Verbände kritisieren das Gleichbehandlungsgesetz schon länger, auch die Regierung will es reformieren. Ferda Ataman fordert weniger rechtliche Hürden, um gegen Diskriminierung vorzugehen - und einen stärkeren Blick auf Polizei und staatliche Behörden.

Von Simon Sales Prado

Diskriminierung ist in Deutschland verboten. Das ist so im Grundgesetz verankert, im Gleichbehandlungsgesetz ist das Verbot von Diskriminierungen sogar noch weiter gefasst. Weil das aber nicht alle Menschen ausreichend vor Ungleichbehandlung schützt und selbst diejenigen, die geschützt werden, ihre Rechte oft nicht wahrnehmen, möchte die Bundesregierung die Gesetzesgrundlage überarbeiten. Das ist im Koalitionsvertrag vereinbart.

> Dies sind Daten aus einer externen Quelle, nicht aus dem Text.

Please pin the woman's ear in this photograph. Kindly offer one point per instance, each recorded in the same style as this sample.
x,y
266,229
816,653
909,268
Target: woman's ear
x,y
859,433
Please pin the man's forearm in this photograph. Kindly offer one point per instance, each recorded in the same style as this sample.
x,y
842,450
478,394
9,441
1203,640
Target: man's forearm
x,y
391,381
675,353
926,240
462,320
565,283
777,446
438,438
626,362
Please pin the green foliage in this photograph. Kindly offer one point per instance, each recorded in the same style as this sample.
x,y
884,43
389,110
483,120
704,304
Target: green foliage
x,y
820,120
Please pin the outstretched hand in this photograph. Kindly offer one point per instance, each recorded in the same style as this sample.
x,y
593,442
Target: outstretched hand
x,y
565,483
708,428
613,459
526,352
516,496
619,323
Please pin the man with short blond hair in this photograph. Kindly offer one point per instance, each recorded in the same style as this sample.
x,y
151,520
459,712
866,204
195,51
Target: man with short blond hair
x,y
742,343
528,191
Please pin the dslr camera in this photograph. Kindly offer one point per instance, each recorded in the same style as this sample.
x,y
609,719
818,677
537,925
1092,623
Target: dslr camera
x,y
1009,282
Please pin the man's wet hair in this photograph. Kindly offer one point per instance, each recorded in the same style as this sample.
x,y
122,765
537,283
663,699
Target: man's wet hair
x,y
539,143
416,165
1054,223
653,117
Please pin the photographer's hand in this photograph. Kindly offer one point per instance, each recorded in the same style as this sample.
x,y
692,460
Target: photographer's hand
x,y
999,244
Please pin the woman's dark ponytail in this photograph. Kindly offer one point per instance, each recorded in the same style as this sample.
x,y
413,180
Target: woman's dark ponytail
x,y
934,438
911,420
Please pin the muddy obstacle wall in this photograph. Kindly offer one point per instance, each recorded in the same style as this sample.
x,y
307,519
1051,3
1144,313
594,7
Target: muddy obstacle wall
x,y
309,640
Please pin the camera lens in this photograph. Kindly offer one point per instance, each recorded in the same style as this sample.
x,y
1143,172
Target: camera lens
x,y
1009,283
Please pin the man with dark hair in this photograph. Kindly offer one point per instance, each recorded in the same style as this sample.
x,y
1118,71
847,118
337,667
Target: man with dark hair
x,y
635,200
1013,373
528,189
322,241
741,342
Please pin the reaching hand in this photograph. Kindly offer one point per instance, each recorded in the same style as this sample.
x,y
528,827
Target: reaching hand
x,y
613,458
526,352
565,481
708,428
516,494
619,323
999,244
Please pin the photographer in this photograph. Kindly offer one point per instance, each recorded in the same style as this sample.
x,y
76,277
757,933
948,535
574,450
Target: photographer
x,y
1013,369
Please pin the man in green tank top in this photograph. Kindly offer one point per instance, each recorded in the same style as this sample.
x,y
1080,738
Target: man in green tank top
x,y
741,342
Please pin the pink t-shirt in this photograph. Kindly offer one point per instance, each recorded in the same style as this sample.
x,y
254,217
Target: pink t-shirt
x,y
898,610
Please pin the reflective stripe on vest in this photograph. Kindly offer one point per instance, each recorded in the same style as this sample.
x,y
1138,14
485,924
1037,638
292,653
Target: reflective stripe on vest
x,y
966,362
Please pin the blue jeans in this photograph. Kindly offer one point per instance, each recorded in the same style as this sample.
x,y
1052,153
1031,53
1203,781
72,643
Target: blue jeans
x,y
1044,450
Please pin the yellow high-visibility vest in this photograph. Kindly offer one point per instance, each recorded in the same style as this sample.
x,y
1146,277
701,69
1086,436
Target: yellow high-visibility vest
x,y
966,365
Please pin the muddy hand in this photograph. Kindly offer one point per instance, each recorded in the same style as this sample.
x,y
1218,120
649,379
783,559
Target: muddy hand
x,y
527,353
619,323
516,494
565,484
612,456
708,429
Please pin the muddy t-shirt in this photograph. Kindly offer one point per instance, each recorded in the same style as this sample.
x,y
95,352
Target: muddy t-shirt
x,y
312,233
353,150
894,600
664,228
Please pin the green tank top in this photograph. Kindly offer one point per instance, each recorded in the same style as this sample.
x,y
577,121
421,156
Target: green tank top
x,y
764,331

Ferda Ataman, die Unabhängige Bundesbeauftragte für Antidiskriminierung, hat nun Vorschläge für die Reform vorgestellt und an das Justizministerium gesendet. Sie will im Gesetz mehr Diskriminierungsmerkmale verankern, rechtliche Hürden für Betroffene abbauen und den Wirkungsbereich auf staatliche Stellen ausweiten. Ataman kennt das Gleichbehandlungsgesetz gut, als Leiterin der Antidiskriminierungsstelle ist es die Grundlage ihrer Arbeit. Sie sagt: "Wir haben eines der schwächsten Antidiskriminierungsgesetze in Europa."

"Das derzeitige Gesetz enthält eine Reihe von Schwachstellen"

Das Allgemeine Gleichbehandlungsgesetz - kurz: AGG - ist seit 2006 in Kraft. Verboten werden darin Ungleichbehandlungen aufgrund von Geschlecht, Religion, Weltanschauung, Behinderung, Alter, sexueller Identität, ethnischer Herkunft sowie aus rassistischen Gründen. Es gilt auf dem Arbeitsmarkt und bei sogenannten Geschäften des täglichen Lebens - dazu gehören etwa Einkäufe, Restaurantbesuche oder Bankangelegenheiten. Ataman würde den Wirkungsbereich gerne auf staatliche Stellen ausweiten, sie spricht von einer Vorbildfunktion. "Es kann nicht sein, dass an Ämter und Polizei oder die Justiz andere Maßstäbe und Erwartungen angelegt werden als an Wirtschaftsunternehmen oder einen Supermarkt."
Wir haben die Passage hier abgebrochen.